# GHRP-2/CJC-1295 Without Dac   (Blood Test)



## SuperLift (Nov 17, 2013)

Just received my first order through ElitePeptides.com at the end of last week and have started my research! Blood work to follow!   So far so good.  

I am pinning 200mcg GHRP-2 and 100mcg CJC-1295 no Dac 3-4x a day. 
  Wake up, pre workout, post workout, before bed.  I will be following this protocol up until my blood test. 

Started friday post workout/before bed and i will say this, Friday and Saturday night I slept like a baby. (Unusal for me because I usually wake up at least 2x night).

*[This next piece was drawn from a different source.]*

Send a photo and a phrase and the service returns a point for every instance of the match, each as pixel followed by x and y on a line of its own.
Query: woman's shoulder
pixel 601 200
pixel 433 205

I will be getting my Growth Hormone Serum level tested on Tuesday to see how much the peptides are really helping.  With the effect they have had on me so far with sleep quality I'm expecting some pretty impressive results. Will keep everyone posted!


----------



## dieseljimmy (Nov 17, 2013)

Cant say I have seen this done before... kuhl


----------



## SuperLift (Nov 18, 2013)

I just recently read about people doing it and wanted to give it a shot for myself.  To be more specific on the doses I'll be doing 200mcg GHRP-2 and 200mcg cjc-1295.  I have been using it since Friday and I will be getting the test done tomorrow. Will pin approximately 1hr prior to blood draw.  Will keep everyone posted!


----------



## ElitePeptides (Nov 19, 2013)

SuperLift, I'm glad you are doing this. We have had others do the same from other boards. I think you will be pleased with the results as they were .  Be sure to post a pic of the labs for others to see!  

DieselJimmy, yes there are several different methods people use to test the legitimacy.  GH Serum should be elevated significantly!


----------



## colochine (Nov 19, 2013)

SuperLift said:


> I just recently read about people doing it and wanted to give it a shot for myself.  To be more specific on the doses I'll be doing 200mcg GHRP-2 and 200mcg cjc-1295.  I have been using it since Friday and I will be getting the test done tomorrow. Will pin approximately 1hr prior to blood draw.  Will keep everyone posted!



200mcg ED?


----------



## SuperLift (Nov 19, 2013)

Morning
200mcg GHRP-6
200mcg CJC-1295 no Dac 

Afternoon
200mcg GHRP-6
200mcg CJC-1295 no Dac 

Before Bed
200mcg GHRP-6
200mcg CJC-1295 no Dac


----------



## SuperLift (Nov 20, 2013)

Blood drawn the other day. Stand by for results!  I'm expecting to see some impressive results with the way my sleep has improved.  First time running GHRP-2/CJC-1295


----------



## SuperLift (Nov 20, 2013)

I'm running GHRP-2, NOT 6.  Don't know why I said GHRP 6 in the above post.


----------



## SuperLift (Nov 21, 2013)

Holy shit!!  I just got test back- 30!!!


----------



## SuperLift (Nov 21, 2013)

I can't freakin believe it.  Elitepeptides.com - WOW. Thank you!


----------



## SuperLift (Nov 21, 2013)




----------



## colochine (Nov 21, 2013)

SuperLift said:


>



My god those numbers are sky high!


----------



## SuperLift (Nov 21, 2013)

Right?! I was freaking out lol


----------



## ElitePeptides (Nov 21, 2013)

I can not believe you expected anything less


----------



## colochine (Nov 21, 2013)

SuperLift said:


> Right?! I was freaking out lol



How long are you going to run it? How long did you wait after pinning for the blood draw and were you fasted?


----------



## SuperLift (Nov 21, 2013)

So set time frame. Plan on running it for at least several months. It's so affordable unlike growth.  I pinned 45 mins before blood draw.   I couldn't go completely fasted, to hungry!!  I had 2 scoops of whey right when I woke up. About an hr before draw.


----------



## ElitePeptides (Nov 22, 2013)

Just to make it easier for everyone and give an even LOWER price, we have coupled GHRP-2 and CJC-1295 no Dac together with an additional discount!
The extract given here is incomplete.